Abstract
This paper focuses on two trends in the debate over the scope and nature of public archaeology. The first is a growing concern to define and codify its disciplinary boundaries. The second trend, arguably in tension with the first, is the ever-widening exploration of how people engage with their past, and the ramifications for the way archaeology, in its widest sense, is practised. It is argued that an excessive preoccupation with demarcating the disciplinary boundaries of public archaeology may risk obscuring a far more important objective, tied to the second trend referred to above. Debates on the relationship between the public, the past, and archaeological practice have resulted in a sea-change in attitudes to the responsibilities of the archaeologist, in the relationship between scientific knowledge and popular and indigenous knowledge, and in ideas about the relevance and usability of the past. Public archaeology is concerned with all these issues. It is argued that, to fulfil this wider vision, public archaeology cannot afford the strictures of a specialized discipline within archaeology, but must remain a persistent, essential, and foundational ingredient in the competencies and sensibilities of every archaeologist and co-worker in the field.
Acknowledgements
I am grateful to the organizers of the Round Table session on ‘Public Archaeology from the Ground Up’ held during the nineteenth meeting of the European Association of Archaeologists in Pilsen in 2013, for the opportunity to participate, and to all the participants in that session for a very lively and stimulating discussion.
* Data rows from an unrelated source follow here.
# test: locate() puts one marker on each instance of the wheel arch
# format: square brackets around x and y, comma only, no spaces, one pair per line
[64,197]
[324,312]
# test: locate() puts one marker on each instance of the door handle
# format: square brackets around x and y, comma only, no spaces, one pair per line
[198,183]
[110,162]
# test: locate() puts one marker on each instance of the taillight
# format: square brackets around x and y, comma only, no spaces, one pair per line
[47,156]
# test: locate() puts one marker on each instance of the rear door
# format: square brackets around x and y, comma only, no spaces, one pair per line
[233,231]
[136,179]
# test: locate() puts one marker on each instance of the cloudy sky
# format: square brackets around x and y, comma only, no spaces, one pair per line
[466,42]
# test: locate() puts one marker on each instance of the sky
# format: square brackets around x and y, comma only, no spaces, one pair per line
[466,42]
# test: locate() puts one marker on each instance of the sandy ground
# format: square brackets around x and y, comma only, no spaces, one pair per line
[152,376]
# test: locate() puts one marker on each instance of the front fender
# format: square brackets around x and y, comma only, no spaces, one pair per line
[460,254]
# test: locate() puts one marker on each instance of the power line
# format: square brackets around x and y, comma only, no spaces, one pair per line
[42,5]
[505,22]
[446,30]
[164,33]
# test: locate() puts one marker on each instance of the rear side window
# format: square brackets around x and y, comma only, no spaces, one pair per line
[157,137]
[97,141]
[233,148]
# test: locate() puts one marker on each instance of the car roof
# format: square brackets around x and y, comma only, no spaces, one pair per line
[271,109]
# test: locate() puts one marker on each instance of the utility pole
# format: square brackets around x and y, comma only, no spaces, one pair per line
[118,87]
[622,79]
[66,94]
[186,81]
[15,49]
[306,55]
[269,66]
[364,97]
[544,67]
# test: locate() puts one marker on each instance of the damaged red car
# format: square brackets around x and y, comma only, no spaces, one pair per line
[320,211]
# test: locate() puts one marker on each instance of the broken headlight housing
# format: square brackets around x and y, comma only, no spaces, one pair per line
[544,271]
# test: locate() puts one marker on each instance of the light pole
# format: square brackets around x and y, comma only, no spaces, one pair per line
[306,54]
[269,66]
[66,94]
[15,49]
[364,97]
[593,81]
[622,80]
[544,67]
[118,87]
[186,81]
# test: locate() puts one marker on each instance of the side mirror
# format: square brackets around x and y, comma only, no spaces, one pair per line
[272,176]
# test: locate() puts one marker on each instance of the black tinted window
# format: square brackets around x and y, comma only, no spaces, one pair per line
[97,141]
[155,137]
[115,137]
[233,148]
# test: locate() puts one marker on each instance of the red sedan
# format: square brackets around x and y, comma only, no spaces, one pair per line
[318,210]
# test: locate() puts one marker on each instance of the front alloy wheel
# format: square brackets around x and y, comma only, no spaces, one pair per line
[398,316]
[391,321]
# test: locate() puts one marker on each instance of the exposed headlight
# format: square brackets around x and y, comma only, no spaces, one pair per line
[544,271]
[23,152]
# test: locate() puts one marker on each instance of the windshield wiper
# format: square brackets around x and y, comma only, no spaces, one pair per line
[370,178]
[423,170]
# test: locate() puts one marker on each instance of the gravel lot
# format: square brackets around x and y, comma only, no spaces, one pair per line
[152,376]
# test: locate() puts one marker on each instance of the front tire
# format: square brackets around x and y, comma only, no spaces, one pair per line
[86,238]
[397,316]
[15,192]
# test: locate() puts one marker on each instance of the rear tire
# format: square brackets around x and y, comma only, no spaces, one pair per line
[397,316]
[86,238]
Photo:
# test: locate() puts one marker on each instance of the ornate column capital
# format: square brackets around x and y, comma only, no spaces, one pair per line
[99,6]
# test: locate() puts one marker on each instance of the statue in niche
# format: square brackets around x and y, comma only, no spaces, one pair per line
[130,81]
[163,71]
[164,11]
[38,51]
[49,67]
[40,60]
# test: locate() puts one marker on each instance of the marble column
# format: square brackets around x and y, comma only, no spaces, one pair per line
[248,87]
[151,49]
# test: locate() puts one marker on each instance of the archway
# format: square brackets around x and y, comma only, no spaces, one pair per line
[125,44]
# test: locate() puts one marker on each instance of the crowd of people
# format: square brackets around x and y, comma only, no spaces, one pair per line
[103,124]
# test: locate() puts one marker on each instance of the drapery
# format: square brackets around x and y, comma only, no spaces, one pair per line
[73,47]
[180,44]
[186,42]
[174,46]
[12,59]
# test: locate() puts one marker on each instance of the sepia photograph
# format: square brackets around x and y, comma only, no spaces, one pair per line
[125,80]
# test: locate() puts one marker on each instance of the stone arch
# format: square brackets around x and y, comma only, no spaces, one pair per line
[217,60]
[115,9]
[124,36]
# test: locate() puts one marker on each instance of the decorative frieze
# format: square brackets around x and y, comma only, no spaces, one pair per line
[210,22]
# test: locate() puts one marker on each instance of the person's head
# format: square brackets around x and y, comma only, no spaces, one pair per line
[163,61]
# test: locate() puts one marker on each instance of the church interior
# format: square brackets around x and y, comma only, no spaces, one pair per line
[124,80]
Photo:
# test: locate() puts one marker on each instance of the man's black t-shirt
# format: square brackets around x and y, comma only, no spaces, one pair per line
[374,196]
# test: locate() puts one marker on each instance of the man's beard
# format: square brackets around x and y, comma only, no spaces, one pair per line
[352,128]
I am also indebted to the editor of Public Archaeology for his very helpful advice.
Notes on contributor
Reuben Grima is a senior lecturer in the Department of Conservation and Built Heritage at the University of Malta, where he lectures in cultural heritage management. He studied archaeology at the University of Malta and the University of Reading, and read for his PhD at the Institute of Archaeology, University College London, where he held a Commonwealth Scholarship from 2000 to 2003. He joined the curatorial staff of the Museum of Archaeology in 1992, serving in a curatorial role for nearly two decades. From 2003, he served with Heritage Malta as Senior Curator responsible for prehistoric Word Heritage Sites, until 2011, when he moved to the University of Malta. His research interests are the Maltese Neolithic islandscape, archaeological site management, cultural landscapes, the history of archaeology, and public engagement with the past.